Integrations & Third-Party Blocks
AI Employees connect to external services (like Gmail, Slack, or Salesforce) through integrations. Here's how they work:
Integrations are managed at the account level, not the workspace level
When you connect an external service, you can share that connection with:
Just yourself (private)
Specific team members
Specific workspaces
Specific AI Employees
Your entire team
The AI Employee can only use connections that have been shared with it
If a connection is not shared with the AI Employee, the skill will fail when it tries to use that service
When a skill uses a third-party service (like sending a Slack message or updating a Salesforce record), the skill runs through the configured connection for that service. The connection is what gives the skill permission to act. If the connection doesn't have the right permissions, the action will fail.
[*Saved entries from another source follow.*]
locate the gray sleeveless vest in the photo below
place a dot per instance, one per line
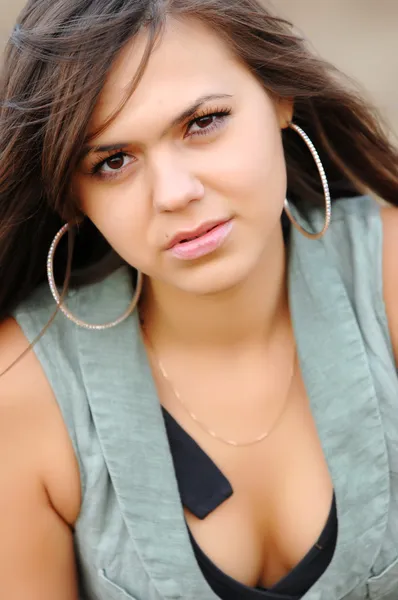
(131, 538)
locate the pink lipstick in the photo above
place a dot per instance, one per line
(196, 245)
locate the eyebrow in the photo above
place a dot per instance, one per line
(186, 114)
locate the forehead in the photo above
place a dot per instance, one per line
(188, 61)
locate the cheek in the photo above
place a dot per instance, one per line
(253, 170)
(121, 215)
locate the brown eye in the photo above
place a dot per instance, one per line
(115, 162)
(205, 122)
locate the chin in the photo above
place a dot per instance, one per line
(217, 277)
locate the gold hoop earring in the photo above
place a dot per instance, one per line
(325, 185)
(65, 310)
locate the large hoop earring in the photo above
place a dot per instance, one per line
(65, 310)
(325, 185)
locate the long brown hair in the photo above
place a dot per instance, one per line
(54, 69)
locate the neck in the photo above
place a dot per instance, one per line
(248, 313)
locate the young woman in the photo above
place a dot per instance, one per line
(202, 401)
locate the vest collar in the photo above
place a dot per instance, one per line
(130, 425)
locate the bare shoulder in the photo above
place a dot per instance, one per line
(39, 480)
(390, 271)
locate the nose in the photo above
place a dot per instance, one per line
(174, 185)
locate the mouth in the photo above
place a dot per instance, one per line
(185, 237)
(190, 245)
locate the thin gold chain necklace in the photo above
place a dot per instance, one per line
(202, 425)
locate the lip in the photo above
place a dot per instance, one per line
(189, 236)
(202, 241)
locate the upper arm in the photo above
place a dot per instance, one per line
(390, 272)
(36, 547)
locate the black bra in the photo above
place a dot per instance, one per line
(203, 488)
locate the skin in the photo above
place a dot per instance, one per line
(171, 182)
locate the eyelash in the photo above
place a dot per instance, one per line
(220, 114)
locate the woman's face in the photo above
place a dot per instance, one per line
(196, 154)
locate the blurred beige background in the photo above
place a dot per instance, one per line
(359, 36)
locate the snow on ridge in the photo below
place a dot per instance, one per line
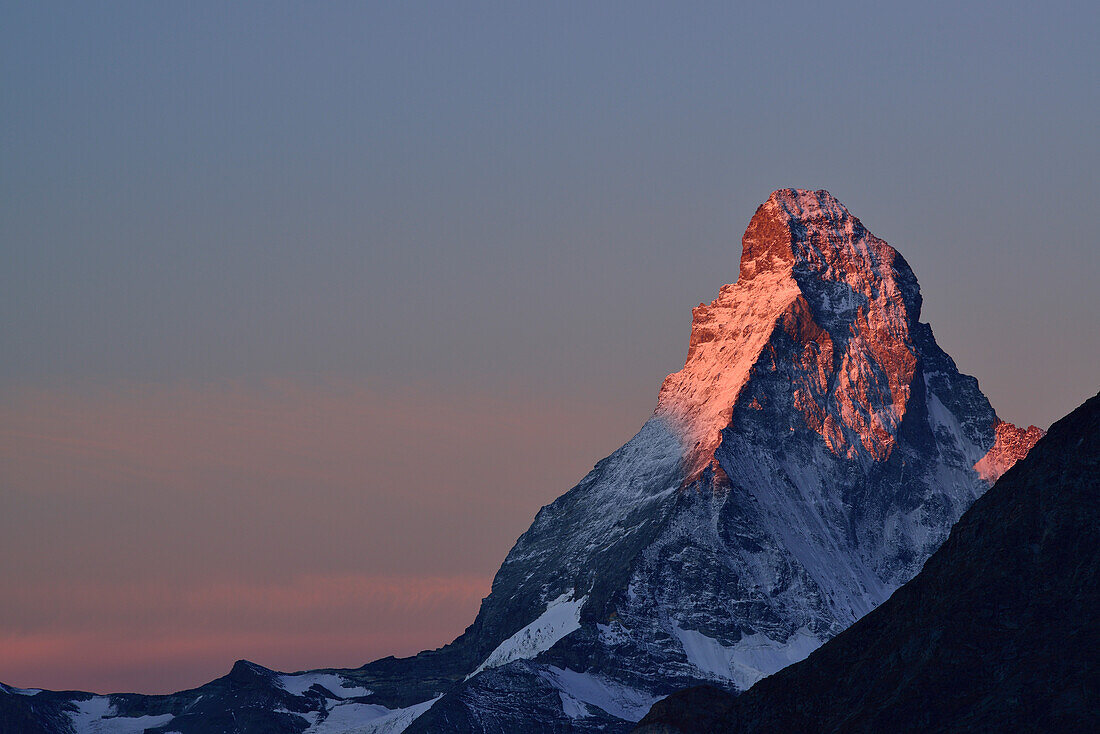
(751, 658)
(580, 690)
(20, 691)
(97, 715)
(298, 683)
(352, 718)
(561, 617)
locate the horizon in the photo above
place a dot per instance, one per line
(308, 311)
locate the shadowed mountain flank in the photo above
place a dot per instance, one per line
(999, 632)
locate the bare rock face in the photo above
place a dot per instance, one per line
(813, 451)
(997, 633)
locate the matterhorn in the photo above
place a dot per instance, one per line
(815, 449)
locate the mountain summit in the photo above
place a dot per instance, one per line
(814, 450)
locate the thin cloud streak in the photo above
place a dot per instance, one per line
(154, 534)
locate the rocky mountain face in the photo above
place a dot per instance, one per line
(814, 450)
(1000, 631)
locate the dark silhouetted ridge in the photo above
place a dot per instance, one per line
(999, 632)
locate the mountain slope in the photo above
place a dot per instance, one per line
(1000, 631)
(814, 450)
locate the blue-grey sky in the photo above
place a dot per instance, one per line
(510, 199)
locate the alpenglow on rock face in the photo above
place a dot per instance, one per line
(814, 450)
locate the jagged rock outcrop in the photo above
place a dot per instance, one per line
(1000, 632)
(814, 450)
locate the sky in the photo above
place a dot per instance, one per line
(305, 309)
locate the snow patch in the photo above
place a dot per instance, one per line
(579, 690)
(351, 718)
(751, 658)
(96, 715)
(562, 616)
(20, 691)
(300, 682)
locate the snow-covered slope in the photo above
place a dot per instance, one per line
(813, 451)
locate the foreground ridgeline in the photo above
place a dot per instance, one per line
(999, 633)
(812, 453)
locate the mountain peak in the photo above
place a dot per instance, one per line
(831, 305)
(846, 302)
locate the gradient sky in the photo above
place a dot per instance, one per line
(306, 309)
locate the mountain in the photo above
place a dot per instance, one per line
(814, 450)
(1000, 632)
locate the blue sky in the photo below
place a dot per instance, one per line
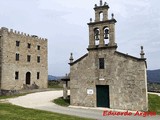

Example: You set up a skill to send Slack messages. The skill uses the Slack connection you configured. If that Slack connection doesn't have permission to post in a certain channel, the skill cannot post there.
Auditability
All actions that AI Employees take are logged. This includes:
What action was performed
When it happened
Which user's context it ran under
Which workspace it occurred in
Whether it succeeded or failed
Any error messages if something went wrong
You can view this log to understand what the AI Employee did and troubleshoot any issues.